Of course you're right that the best years would have been ahead of you both. He's lost that faith but you haven't.
Through all this grief you must hold onto that hope for the future - but this time for your future without him.
If he wanted to work at it he would suggest counselling and be trying to spend MORE time with you, not less.

They leave because they think they can find happiness elsewhere and are unwilling/unable to look inside themselves at the source of that unhappiness.
I kept thinking my ex would wake up and realise what a waste he'd made. But 18 months down the line he is still very, very unhappy.
You have the capacity to love, to commit, to have hope in the future.
That will pull you through these dark times.
Lean on your friends, do things for yourself, and see a solicitor. You will get through this.

Namethecat · 02/01/2020 09:43

I'm sorry your going through this , but you are doing the right thing by not contacting him.
This is a big surprise for you , but not for him.
He will have been planning/feeling like this for a long while, so this is not new for him. This is just the first part of his plan.
Ok if you can bear this, do nothing . Don't phone, don't text. Just wait and watch. See
now things pan out.
He may be spending all his time at his Dad's , but he might also be going out evenings.
Do you know anyone at his work, who you can speak with who would know if he's acting the same at work ?

TheGoodNamesWereAlreadyTaken · 02/01/2020 10:04

He said that he's been feeling like this for a while. But he never intended to say it and to just carry on. It only came out because in the heat of the moment druing the row I said things I didnt mean and pushed him to tell me. Surely it can't be that bad if he was intendedinf to carry on indefinitely?

OP posts:
TheGoodNamesWereAlreadyTaken · 02/01/2020 10:08

He will find out if I've messaged anyone at work. It won't look good.

He's staying with his dad. I've considered messaging his him asking how dh is as he will be at work now. But again his dad might tell him and it'll make me look desperate. And his dad's loyalties are always going to lie with his son.

OP posts:
TheStoic · 02/01/2020 10:12

As difficult as it is, OP, give him a chance to miss you.

Create the space for him to be wondering what YOU are thinking and doing.

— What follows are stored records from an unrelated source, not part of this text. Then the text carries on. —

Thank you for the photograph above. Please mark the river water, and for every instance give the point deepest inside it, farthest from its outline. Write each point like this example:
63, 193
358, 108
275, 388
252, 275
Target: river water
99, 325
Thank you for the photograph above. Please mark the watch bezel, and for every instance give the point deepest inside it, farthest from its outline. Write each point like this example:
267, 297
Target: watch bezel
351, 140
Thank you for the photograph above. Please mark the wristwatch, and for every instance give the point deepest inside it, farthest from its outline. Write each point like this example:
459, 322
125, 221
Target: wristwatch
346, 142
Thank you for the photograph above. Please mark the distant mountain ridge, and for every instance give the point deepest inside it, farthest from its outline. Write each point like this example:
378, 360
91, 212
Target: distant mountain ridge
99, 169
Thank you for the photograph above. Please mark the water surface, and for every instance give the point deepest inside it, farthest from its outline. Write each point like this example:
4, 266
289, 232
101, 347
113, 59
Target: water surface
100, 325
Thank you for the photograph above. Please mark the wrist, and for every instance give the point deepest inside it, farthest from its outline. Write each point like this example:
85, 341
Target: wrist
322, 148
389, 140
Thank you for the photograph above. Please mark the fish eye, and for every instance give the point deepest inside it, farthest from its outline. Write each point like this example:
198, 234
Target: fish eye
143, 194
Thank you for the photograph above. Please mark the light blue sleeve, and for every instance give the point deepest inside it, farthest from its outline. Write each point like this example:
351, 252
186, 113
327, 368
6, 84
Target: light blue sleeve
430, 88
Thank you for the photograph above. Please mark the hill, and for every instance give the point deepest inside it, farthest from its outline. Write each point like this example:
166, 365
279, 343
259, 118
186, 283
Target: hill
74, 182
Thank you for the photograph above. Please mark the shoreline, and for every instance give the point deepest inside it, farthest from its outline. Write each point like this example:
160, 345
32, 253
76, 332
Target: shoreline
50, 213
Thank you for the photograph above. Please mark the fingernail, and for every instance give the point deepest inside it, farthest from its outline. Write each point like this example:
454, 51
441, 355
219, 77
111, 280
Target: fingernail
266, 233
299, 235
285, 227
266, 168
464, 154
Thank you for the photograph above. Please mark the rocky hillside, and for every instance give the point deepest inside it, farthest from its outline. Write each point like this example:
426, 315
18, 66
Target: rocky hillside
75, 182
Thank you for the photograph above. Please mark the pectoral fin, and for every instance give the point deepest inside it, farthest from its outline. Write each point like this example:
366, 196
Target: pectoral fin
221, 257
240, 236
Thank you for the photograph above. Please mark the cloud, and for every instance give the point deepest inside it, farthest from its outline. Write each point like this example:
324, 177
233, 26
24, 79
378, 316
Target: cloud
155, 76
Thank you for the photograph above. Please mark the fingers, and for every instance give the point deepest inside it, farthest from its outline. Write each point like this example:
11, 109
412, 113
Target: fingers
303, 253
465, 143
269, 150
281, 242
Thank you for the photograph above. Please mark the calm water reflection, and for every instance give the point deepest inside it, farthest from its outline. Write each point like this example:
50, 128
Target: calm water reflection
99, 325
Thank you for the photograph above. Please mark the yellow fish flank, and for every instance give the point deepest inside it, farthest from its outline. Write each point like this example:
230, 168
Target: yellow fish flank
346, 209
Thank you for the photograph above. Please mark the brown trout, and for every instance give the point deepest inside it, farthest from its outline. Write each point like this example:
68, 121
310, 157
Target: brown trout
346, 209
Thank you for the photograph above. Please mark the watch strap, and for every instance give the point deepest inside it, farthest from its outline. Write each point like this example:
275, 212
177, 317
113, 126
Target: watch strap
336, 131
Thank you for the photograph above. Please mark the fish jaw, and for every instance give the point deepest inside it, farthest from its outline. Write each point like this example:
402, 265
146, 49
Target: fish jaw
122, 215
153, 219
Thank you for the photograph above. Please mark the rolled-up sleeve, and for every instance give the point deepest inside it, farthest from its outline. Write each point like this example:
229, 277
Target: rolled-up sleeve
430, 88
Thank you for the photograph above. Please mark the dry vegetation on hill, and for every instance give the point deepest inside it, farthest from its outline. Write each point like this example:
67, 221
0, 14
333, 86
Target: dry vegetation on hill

TheGoodNamesWereAlreadyTaken · 02/01/2020 10:24

I'm trying. It's just so hard.
He said that he doesn't find me attractive anymore and doesn't want to have sex with me but when we do he gets into it. I have let myself go and we havent been having much sex lately due to his health problems. I don't know if these his health has affected his desire and mental state as he's been ill for 3 years now and still waiting for treatment or if it really is just me.

He also said to me that he doesn't know if I want him or if he is just a good provider. This hurt..

OP posts:
Oblomov20 · 02/01/2020 10:41

I agree with Squiggly. There isn't always another woman. I don't think my husband had been unfaithful. But we have definitely grown apart. And it's like living with an acquaintance/a sister.